Ryan discussed the reasons behind the switch to bivalirudin in ECMO patients, highlighting the lack of standardization in protocols, small patient populations, and equipment changes over time. He presented the results of two UPMC studies comparing bivalirudin to unfractionated heparin in VV and VA ECMO patients. The studies, which included larger, more homogeneous patient populations, showed that bivalirudin was associated with a lower risk of in-circuit thrombosis and similar bleeding rates compared to heparin. Ryan concluded that bivalirudin is a superior anticoagulant for ECMO patients, with the benefits becoming apparent as early as 2-3 days after initiation.

Bivalirudin Benefits in ECMO Patients

Ryan presented data comparing bivalirudin and unfractionated heparin in ECMO patients, showing bivalirudin was associated with less bleeding and lower mortality. A study by Sealehammer from the Mayo group confirmed these findings, with a significant reduction in mortality (odds ratio 0.39) and lower circuit intervention rates in adult patients receiving bivalirudin. When combining multiple studies, including their own manuscript, the meta-analysis showed a consistent 10% decrease in mortality with bivalirudin compared to heparin.
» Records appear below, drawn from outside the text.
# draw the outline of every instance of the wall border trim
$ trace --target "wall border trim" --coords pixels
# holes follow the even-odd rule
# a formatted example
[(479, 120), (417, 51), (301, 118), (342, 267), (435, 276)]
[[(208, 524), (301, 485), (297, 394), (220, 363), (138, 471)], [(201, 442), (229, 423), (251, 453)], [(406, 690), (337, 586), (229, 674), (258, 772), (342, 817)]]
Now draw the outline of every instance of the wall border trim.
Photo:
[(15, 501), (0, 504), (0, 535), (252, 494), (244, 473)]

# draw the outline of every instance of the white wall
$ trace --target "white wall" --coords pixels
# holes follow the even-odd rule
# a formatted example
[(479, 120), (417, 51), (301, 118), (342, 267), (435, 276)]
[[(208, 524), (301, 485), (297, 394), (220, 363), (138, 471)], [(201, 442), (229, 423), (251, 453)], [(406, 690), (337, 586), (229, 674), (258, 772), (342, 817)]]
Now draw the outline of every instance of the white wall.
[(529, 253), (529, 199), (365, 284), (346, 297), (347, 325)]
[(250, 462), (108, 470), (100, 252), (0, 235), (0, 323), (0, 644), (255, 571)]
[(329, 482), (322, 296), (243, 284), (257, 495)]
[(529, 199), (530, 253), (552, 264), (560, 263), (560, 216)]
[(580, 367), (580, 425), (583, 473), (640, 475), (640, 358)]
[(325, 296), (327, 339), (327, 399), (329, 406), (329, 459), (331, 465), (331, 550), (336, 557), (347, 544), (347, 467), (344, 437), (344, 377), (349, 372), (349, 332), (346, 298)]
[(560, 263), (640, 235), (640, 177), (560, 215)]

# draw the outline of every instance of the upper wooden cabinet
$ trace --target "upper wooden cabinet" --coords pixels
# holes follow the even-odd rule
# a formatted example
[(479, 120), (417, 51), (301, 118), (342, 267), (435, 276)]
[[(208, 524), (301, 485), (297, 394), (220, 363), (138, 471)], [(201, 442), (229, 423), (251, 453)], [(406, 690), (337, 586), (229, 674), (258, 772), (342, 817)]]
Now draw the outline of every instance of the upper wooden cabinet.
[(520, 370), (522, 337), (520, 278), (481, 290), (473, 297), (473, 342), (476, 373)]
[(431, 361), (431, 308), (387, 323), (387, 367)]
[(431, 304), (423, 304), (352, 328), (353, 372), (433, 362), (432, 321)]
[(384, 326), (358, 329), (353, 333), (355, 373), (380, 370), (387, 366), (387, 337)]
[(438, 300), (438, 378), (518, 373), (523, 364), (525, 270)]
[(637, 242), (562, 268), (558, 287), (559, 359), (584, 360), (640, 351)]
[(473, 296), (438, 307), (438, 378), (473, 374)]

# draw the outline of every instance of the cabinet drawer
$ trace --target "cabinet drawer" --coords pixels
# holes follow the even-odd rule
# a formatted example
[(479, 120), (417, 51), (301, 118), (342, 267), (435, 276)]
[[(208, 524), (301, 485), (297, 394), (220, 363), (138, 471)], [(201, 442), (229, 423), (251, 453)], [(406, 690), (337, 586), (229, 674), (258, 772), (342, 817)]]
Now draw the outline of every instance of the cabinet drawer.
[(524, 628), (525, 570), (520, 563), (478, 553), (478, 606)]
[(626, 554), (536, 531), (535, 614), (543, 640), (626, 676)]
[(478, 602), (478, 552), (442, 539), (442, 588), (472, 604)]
Challenges in ECMO Study Design

Ryan discussed the challenges of using mortality as an endpoint in ECMO studies, noting that while it is the most reliable measure, larger sample sizes are needed. He highlighted that the Eolia study, which enrolled 250 patients over 5 years, was still below the calculated sample size of 500 patients for an 80% powered study. Ryan also explored potential mechanisms behind the observed differences in outcomes, including improved anticoagulant effects and better therapeutic ranges due to more reliable PKPD profiles. He concluded by noting the lack of consensus on optimal anticoagulation goals and the ongoing enrollment in two clinical trials.
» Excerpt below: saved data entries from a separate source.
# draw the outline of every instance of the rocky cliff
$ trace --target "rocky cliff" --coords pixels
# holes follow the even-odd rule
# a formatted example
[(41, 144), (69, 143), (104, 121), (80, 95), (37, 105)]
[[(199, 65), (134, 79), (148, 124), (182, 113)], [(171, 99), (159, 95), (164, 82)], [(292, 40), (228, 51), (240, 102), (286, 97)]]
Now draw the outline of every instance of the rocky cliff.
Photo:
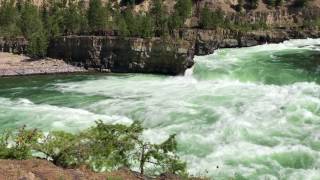
[[(150, 10), (151, 0), (141, 2), (135, 6), (136, 13)], [(163, 2), (167, 13), (172, 13), (175, 1)], [(256, 9), (237, 12), (234, 7), (239, 2), (241, 1), (197, 1), (192, 8), (192, 16), (186, 20), (185, 28), (176, 30), (166, 40), (63, 36), (50, 42), (48, 56), (101, 71), (176, 75), (193, 65), (194, 55), (211, 54), (218, 48), (248, 47), (288, 39), (320, 37), (320, 0), (310, 1), (305, 8), (293, 7), (293, 0), (285, 1), (280, 7), (270, 8), (265, 1), (259, 0)], [(216, 29), (199, 29), (200, 12), (205, 6), (212, 11), (223, 11), (222, 18), (227, 25)], [(243, 7), (246, 7), (245, 4)], [(0, 51), (25, 54), (27, 44), (24, 38), (0, 38)]]
[(50, 43), (48, 55), (101, 71), (176, 75), (193, 65), (194, 42), (64, 36)]
[(212, 54), (218, 48), (250, 47), (265, 43), (280, 43), (289, 39), (319, 38), (318, 29), (273, 29), (232, 31), (226, 29), (182, 29), (175, 36), (195, 42), (195, 55)]
[(181, 29), (171, 40), (111, 36), (65, 36), (49, 47), (49, 57), (111, 72), (182, 74), (193, 65), (194, 55), (211, 54), (218, 48), (248, 47), (288, 39), (317, 38), (318, 29), (232, 31)]
[[(181, 29), (172, 39), (121, 38), (117, 36), (63, 36), (50, 43), (48, 56), (69, 64), (105, 72), (177, 75), (194, 64), (194, 55), (218, 48), (248, 47), (288, 39), (318, 38), (318, 29), (235, 31)], [(26, 53), (23, 38), (0, 38), (0, 51)]]

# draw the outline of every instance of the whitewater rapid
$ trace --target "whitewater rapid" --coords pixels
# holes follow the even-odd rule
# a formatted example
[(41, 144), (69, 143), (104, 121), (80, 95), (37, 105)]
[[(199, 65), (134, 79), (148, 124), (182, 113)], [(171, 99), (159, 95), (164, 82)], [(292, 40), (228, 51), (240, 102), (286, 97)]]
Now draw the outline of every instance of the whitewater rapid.
[(2, 80), (1, 128), (78, 131), (139, 120), (177, 133), (189, 172), (215, 179), (320, 179), (320, 39), (220, 49), (185, 76)]

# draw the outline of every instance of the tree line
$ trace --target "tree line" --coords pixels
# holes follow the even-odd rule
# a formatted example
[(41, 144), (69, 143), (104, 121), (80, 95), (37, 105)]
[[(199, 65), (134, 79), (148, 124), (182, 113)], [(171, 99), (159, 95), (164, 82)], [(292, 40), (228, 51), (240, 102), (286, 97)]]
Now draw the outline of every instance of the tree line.
[[(0, 0), (0, 36), (24, 36), (29, 41), (28, 53), (34, 58), (46, 56), (48, 42), (57, 36), (71, 34), (97, 35), (113, 33), (130, 37), (165, 37), (184, 27), (192, 16), (192, 7), (201, 0), (176, 0), (173, 12), (163, 0), (152, 0), (145, 13), (134, 12), (143, 0), (45, 0), (36, 6), (31, 0)], [(309, 0), (295, 0), (295, 6), (305, 6)], [(255, 9), (257, 0), (239, 0), (234, 8)], [(284, 0), (264, 0), (269, 7), (281, 6)], [(88, 4), (87, 4), (88, 3)], [(198, 7), (199, 28), (227, 28), (235, 30), (266, 28), (265, 22), (256, 24), (229, 22), (223, 11)], [(239, 15), (242, 15), (240, 13)]]
[(177, 0), (173, 15), (168, 15), (162, 0), (154, 0), (150, 12), (134, 13), (135, 1), (121, 4), (84, 0), (43, 1), (40, 7), (31, 0), (1, 0), (0, 36), (24, 36), (28, 52), (35, 58), (46, 55), (48, 42), (61, 35), (117, 32), (120, 36), (164, 36), (182, 27), (191, 16), (192, 0)]

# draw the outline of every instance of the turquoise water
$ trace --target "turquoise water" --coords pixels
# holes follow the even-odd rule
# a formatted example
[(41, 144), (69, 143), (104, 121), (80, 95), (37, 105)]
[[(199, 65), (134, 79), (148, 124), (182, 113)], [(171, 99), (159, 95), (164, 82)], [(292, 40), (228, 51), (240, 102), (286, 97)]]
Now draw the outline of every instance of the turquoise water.
[(320, 39), (221, 49), (185, 76), (0, 79), (0, 127), (78, 131), (101, 119), (177, 133), (189, 172), (215, 179), (320, 179)]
Optimizing ECMO Anticoagulation Strategies

Ryan presented a detailed analysis of anticoagulation strategies in ECMO patients, focusing on a 2021 systematic review and a 2022 study by Shah and colleagues. He discussed the limited data on truly anticoagulation-free ECMO runs and the risks of bleeding and thrombotic events. The review found that anticoagulation-free ECMO was associated with a 30% bleed rate and a 23% thrombotic event rate. The 2022 study compared different anticoagulation levels in VV ECMO patients, finding that lower anticoagulation goals were associated with lower bleeding and thrombotic events. Ryan concluded that targeting lower anticoagulation levels might be beneficial, but more research is needed to determine the optimal balance between bleeding and thrombotic risks.
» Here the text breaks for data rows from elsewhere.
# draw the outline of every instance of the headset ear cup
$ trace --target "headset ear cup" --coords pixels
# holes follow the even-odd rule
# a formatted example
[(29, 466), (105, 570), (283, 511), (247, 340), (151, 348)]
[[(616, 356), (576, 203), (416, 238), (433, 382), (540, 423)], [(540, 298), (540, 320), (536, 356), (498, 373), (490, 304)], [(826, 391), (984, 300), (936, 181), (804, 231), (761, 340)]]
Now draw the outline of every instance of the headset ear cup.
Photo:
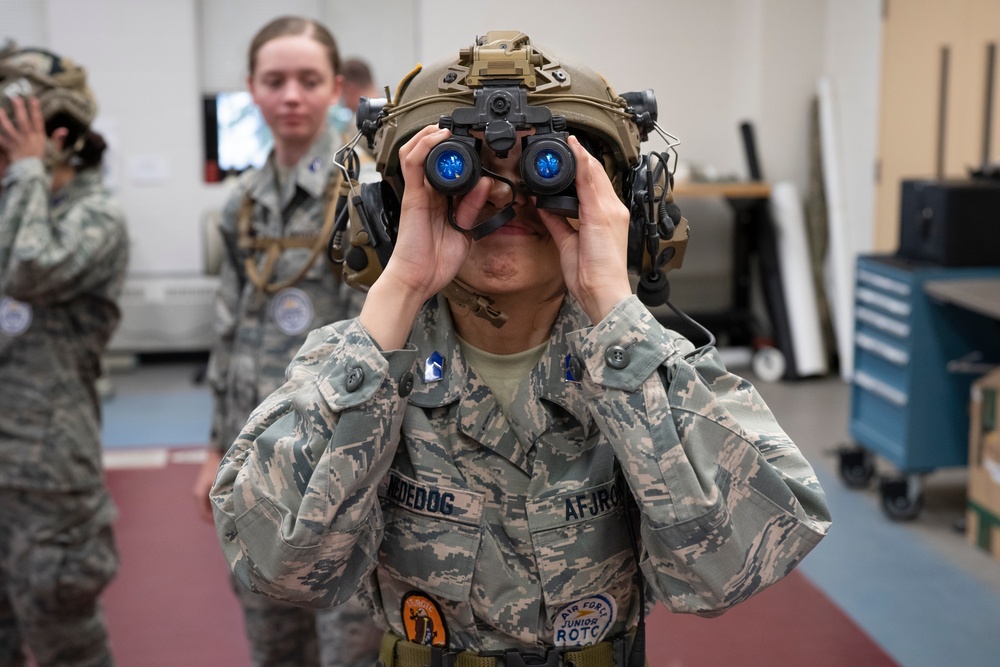
[(385, 181), (364, 183), (350, 202), (350, 234), (344, 279), (367, 290), (389, 263), (399, 224), (399, 200)]

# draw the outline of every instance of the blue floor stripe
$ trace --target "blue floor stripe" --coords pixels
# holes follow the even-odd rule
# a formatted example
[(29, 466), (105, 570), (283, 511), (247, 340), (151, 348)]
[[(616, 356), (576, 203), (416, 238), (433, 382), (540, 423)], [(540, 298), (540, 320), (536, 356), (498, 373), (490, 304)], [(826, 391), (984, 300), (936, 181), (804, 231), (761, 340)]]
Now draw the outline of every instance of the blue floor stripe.
[(803, 572), (905, 667), (1000, 664), (1000, 595), (889, 520), (872, 494), (817, 474), (833, 528)]
[(208, 389), (119, 394), (104, 401), (104, 447), (190, 446), (208, 442)]

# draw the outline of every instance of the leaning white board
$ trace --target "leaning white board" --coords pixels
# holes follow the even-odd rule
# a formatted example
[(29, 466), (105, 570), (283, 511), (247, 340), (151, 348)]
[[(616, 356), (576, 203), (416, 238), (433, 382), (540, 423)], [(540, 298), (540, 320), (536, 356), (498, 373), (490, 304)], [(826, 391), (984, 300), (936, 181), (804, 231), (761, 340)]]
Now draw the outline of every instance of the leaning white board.
[(813, 283), (802, 199), (794, 183), (783, 181), (772, 186), (771, 219), (778, 237), (781, 292), (792, 335), (795, 370), (799, 377), (824, 375), (828, 369), (819, 302)]
[(840, 377), (849, 382), (854, 372), (854, 256), (844, 201), (844, 161), (837, 122), (837, 99), (833, 83), (823, 77), (817, 85), (819, 132), (823, 163), (823, 190), (829, 230), (824, 278), (833, 316), (833, 332), (840, 358)]

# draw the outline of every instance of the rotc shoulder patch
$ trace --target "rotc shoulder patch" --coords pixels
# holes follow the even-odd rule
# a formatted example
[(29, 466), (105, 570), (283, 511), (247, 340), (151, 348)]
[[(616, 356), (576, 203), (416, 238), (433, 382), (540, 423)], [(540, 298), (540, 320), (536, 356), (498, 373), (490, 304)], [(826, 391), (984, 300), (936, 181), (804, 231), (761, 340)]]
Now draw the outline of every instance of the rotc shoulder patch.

ECMO Anticoagulation Management Recommendations

Ryan presented his recommendations on anticoagulation management for ECMO patients. He concluded that bivalirudin is at least as safe and efficacious as unfractionated heparin, and is now used as the primary anticoagulant at his institution. Ryan also introduced a “start low and go slow” approach with a PTT goal of 61-75 for both VV and VA ECMO patients. He mentioned a new low-dose protocol for VV patients with a PTT goal of 40-60, which has shown positive results in initial trials. Ryan emphasized the importance of individualizing anticoagulation management based on each patient’s specific needs and circumstances.

Bivalirudin Use in Cardiac Surgery

Ryan presented a talk on the use of bivalirudin as an anticoagulant in his center, highlighting its cost-effectiveness and potential to reduce blood product usage. Walid expressed surprise at the limited use of routine anticoagulation methods in Ryan’s center and discussed the slow adoption of new practices in medicine. They agreed that while bivalirudin is promising, more randomized controlled trials are needed for wider acceptance. Ryan mentioned that his center now uses bivalirudin for most impella patients to avoid heparin products.